One of the most strongly pronounced examples of compassionate care is caring for children with cancer and working with their parents. Palliative care is an advanced and effective method of improving the quality of life of patients and children. Cancer development cannot be prevented, but a competent specialist “alleviates” the symptoms caused by cancer and provides proper psychosocial support. According to the article by Ringnér et al., a nurse provided the necessary intervention, using a wide arsenal of acquired knowledge, skills, and ideas about such a manifestation of care. Combining childcare with individual training of parents brings favorable and positive results in work (Ringnér et al., 2021). In this situation, individual informational meetings and conversations with adults are the main duties of a nurse (Ringnér et al., 2021). A worker easily identified the problem, adopting all the best ways and methods to alleviate the suffering of parents and their children.

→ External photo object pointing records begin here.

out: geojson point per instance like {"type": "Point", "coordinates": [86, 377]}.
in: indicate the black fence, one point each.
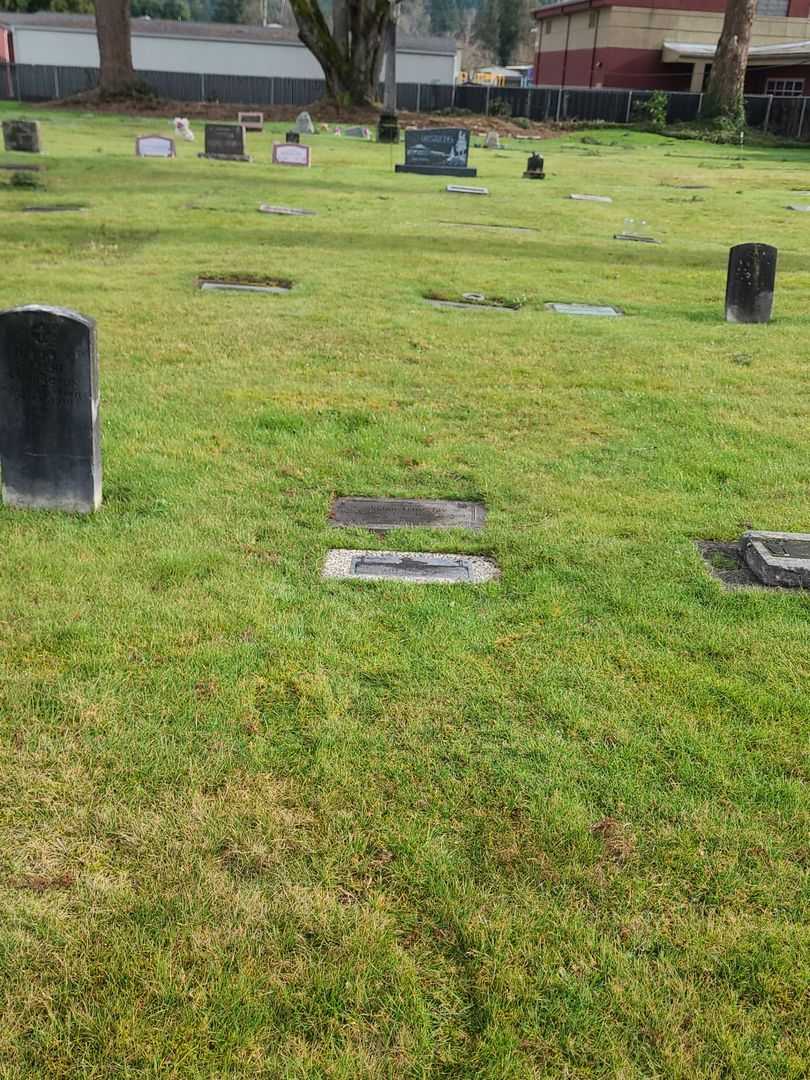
{"type": "Point", "coordinates": [782, 116]}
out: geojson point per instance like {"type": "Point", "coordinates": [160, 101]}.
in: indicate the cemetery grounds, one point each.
{"type": "Point", "coordinates": [256, 824]}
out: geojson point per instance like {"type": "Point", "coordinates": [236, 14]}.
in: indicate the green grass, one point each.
{"type": "Point", "coordinates": [253, 824]}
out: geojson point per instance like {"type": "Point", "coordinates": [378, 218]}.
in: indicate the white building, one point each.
{"type": "Point", "coordinates": [52, 38]}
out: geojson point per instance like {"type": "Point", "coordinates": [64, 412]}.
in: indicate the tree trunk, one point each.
{"type": "Point", "coordinates": [115, 46]}
{"type": "Point", "coordinates": [351, 52]}
{"type": "Point", "coordinates": [726, 82]}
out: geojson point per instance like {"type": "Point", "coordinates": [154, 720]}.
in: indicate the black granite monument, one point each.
{"type": "Point", "coordinates": [535, 167]}
{"type": "Point", "coordinates": [388, 127]}
{"type": "Point", "coordinates": [50, 437]}
{"type": "Point", "coordinates": [22, 135]}
{"type": "Point", "coordinates": [437, 151]}
{"type": "Point", "coordinates": [752, 272]}
{"type": "Point", "coordinates": [225, 143]}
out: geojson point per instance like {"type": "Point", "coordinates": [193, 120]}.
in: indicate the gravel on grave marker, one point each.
{"type": "Point", "coordinates": [413, 567]}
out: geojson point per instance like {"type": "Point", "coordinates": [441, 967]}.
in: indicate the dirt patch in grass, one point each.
{"type": "Point", "coordinates": [617, 838]}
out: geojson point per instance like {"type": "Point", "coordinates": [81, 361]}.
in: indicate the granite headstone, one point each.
{"type": "Point", "coordinates": [225, 143]}
{"type": "Point", "coordinates": [752, 272]}
{"type": "Point", "coordinates": [22, 135]}
{"type": "Point", "coordinates": [437, 151]}
{"type": "Point", "coordinates": [50, 436]}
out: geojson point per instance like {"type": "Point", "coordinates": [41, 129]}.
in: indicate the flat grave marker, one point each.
{"type": "Point", "coordinates": [636, 237]}
{"type": "Point", "coordinates": [22, 136]}
{"type": "Point", "coordinates": [273, 286]}
{"type": "Point", "coordinates": [58, 208]}
{"type": "Point", "coordinates": [291, 153]}
{"type": "Point", "coordinates": [459, 189]}
{"type": "Point", "coordinates": [154, 146]}
{"type": "Point", "coordinates": [252, 121]}
{"type": "Point", "coordinates": [779, 558]}
{"type": "Point", "coordinates": [421, 568]}
{"type": "Point", "coordinates": [595, 310]}
{"type": "Point", "coordinates": [750, 283]}
{"type": "Point", "coordinates": [225, 143]}
{"type": "Point", "coordinates": [286, 211]}
{"type": "Point", "coordinates": [433, 151]}
{"type": "Point", "coordinates": [379, 515]}
{"type": "Point", "coordinates": [50, 435]}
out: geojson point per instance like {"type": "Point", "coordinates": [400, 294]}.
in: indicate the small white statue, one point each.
{"type": "Point", "coordinates": [181, 129]}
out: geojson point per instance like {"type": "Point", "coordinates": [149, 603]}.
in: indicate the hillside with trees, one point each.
{"type": "Point", "coordinates": [488, 31]}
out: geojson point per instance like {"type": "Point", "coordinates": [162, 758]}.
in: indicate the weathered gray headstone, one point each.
{"type": "Point", "coordinates": [225, 143]}
{"type": "Point", "coordinates": [50, 436]}
{"type": "Point", "coordinates": [379, 515]}
{"type": "Point", "coordinates": [752, 272]}
{"type": "Point", "coordinates": [22, 135]}
{"type": "Point", "coordinates": [304, 124]}
{"type": "Point", "coordinates": [420, 568]}
{"type": "Point", "coordinates": [779, 558]}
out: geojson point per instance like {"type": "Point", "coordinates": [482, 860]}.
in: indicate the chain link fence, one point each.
{"type": "Point", "coordinates": [781, 116]}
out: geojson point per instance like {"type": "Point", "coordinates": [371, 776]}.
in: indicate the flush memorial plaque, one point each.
{"type": "Point", "coordinates": [752, 272]}
{"type": "Point", "coordinates": [225, 143]}
{"type": "Point", "coordinates": [437, 151]}
{"type": "Point", "coordinates": [379, 515]}
{"type": "Point", "coordinates": [291, 153]}
{"type": "Point", "coordinates": [605, 311]}
{"type": "Point", "coordinates": [50, 440]}
{"type": "Point", "coordinates": [420, 568]}
{"type": "Point", "coordinates": [154, 146]}
{"type": "Point", "coordinates": [22, 135]}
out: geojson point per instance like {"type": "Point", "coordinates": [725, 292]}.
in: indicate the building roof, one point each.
{"type": "Point", "coordinates": [791, 52]}
{"type": "Point", "coordinates": [214, 31]}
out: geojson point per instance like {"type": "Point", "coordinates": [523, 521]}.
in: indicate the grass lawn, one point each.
{"type": "Point", "coordinates": [255, 824]}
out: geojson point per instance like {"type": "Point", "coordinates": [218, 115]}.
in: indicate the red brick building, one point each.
{"type": "Point", "coordinates": [666, 44]}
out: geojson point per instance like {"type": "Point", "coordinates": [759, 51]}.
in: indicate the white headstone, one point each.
{"type": "Point", "coordinates": [304, 124]}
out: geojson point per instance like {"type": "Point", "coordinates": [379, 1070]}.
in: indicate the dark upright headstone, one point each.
{"type": "Point", "coordinates": [752, 271]}
{"type": "Point", "coordinates": [436, 150]}
{"type": "Point", "coordinates": [22, 135]}
{"type": "Point", "coordinates": [535, 167]}
{"type": "Point", "coordinates": [225, 143]}
{"type": "Point", "coordinates": [50, 445]}
{"type": "Point", "coordinates": [388, 127]}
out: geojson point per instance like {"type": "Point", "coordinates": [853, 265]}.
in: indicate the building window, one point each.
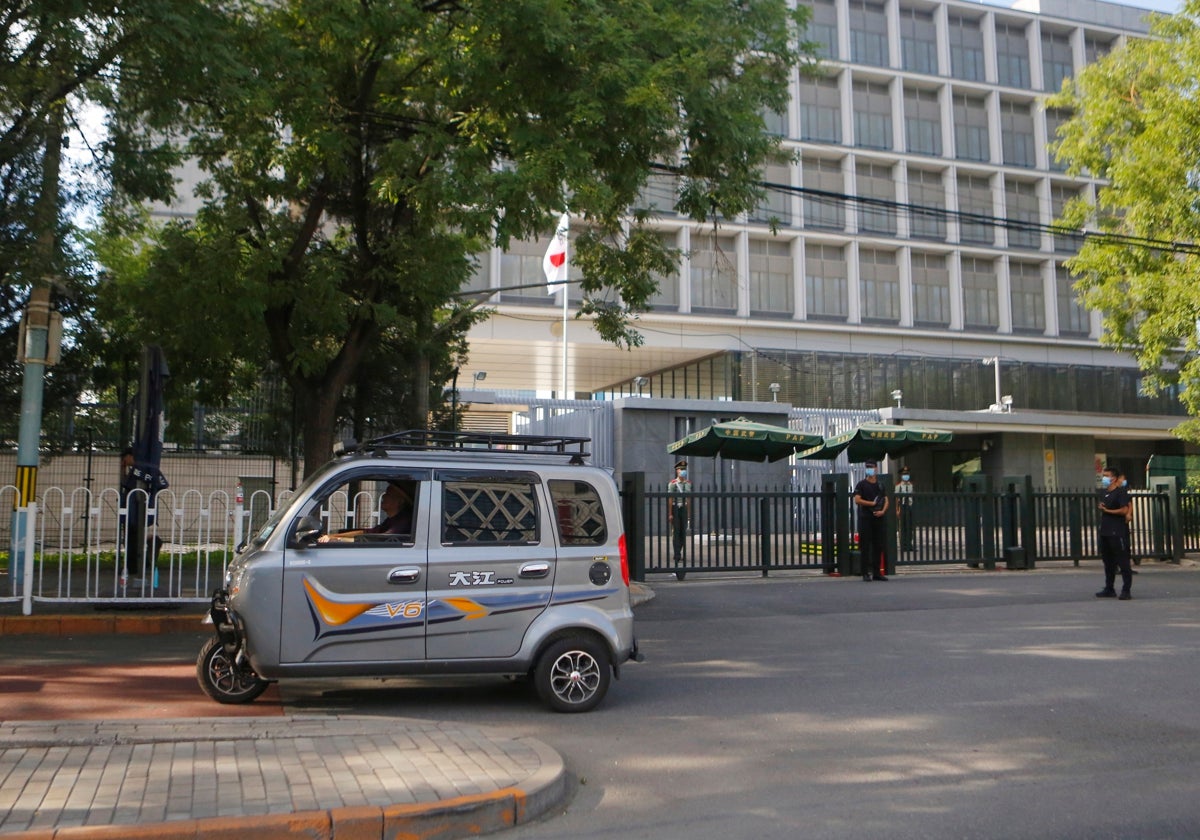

Caring for children with cancer is merciful help due to the following reasons. Primarily, experts from Britain note that this “concern” includes strong-willed, affective, altruistic, and moral elements (Bivins et al., 2017). Hence, a nurse providing “compassion” has insight, active imagination, and a selfless response to the needs of others. In the process of work, a medical worker identifies the suffering of others and acts in such a way that the agony and pain can be alleviated (Egan et al., 2017). Even though a person will eventually die from an incurable disease, the manifestation of attention, care, love, and human compassion for the problem will facilitate the “path to another world.” Based on the above example, a specialist relied on certain standards, rules – they penetrated deeply into the essence of problems, took care of children and their families, showed competence and responsiveness (Ringnér et al., 2021). Therefore, this care was compassionate because it showed the most important qualities and elements inherent in such medical practice. A nurse actively provided comprehensive care to patients and their families, relieving pain and other symptoms. In addition, patients’ individual needs were met, and comprehensive assistance was provided in solving social, spiritual, and psychological problems.

This care has positively and favorably influenced the experience of caring for children and their parents. Patients were able, if possible, to lead an active lifestyle until death, accepting the disease as a “natural phenomena.” Moreover, several conversations, interviews, and dialogues between a nurse and parents of children led to a positive outcome – relief of the mental pain (Ringnér et al., 2021). A special support system helped families cope with difficulties during the patient’s illness and after losing a loved one. Thus, initiative, courage, activity, the manifestation of communicative elements in merciful care, and commitment to one’s work are the key to success in this difficult field (Tierney, 2019). Conducting face-to-face conversations and heart-to-heart meetings with adults had the strongest impact on solving the issue within the framework of compassionate care. Consequently, the experience of care influenced the manifestation and implementation of high-quality and effective work of medical personnel. Compassionate care has improved the well-being of children and adults by eliminating, alleviating, and preventing the manifestations of the disease. Although this assistance did not replace the treatment of the disease, it only served as a supplement, providing support and alleviating the suffering of seriously ill people and their loved ones.

References

Bivins, R., Tierney, S., & Seers, K. (2017). Compassionate care: Not easy, not free, not only nurses. BMJ Quality & Safety, 26, pp. 1023-1026. Web.

Egan, H., Mantzios, M., & Jackson, C. (2017). Health practitioners and the directive towards compassionate healthcare in the UK: Exploring the need to educate health practitioners on how to be self-compassionate and mindful alongside mandating compassion towards patients. Health Professions Education, 3(2), pp. 61-63. Web.

Henderson, A., & Jones, J. (2017). Developing and maintaining compassionate care in nursing. Nursing Standard, 32(4), pp. 60-69. Web.

Ringnér, A., Olsson, C., Eriksson, E., From, I., & Björk, M. (2021). A moment just for me–parents’ experiences of an intervention for person-centred information in paediatric oncology. European Journal of Oncology Nursing, 51, pp. 1-6. Web.

Tierney, S., Bivins, R., & Seers, K. (2019). Compassion in nursing: Solution or stereotype?. Nursing Inquiry, 26(1), pp. 1-6. Web.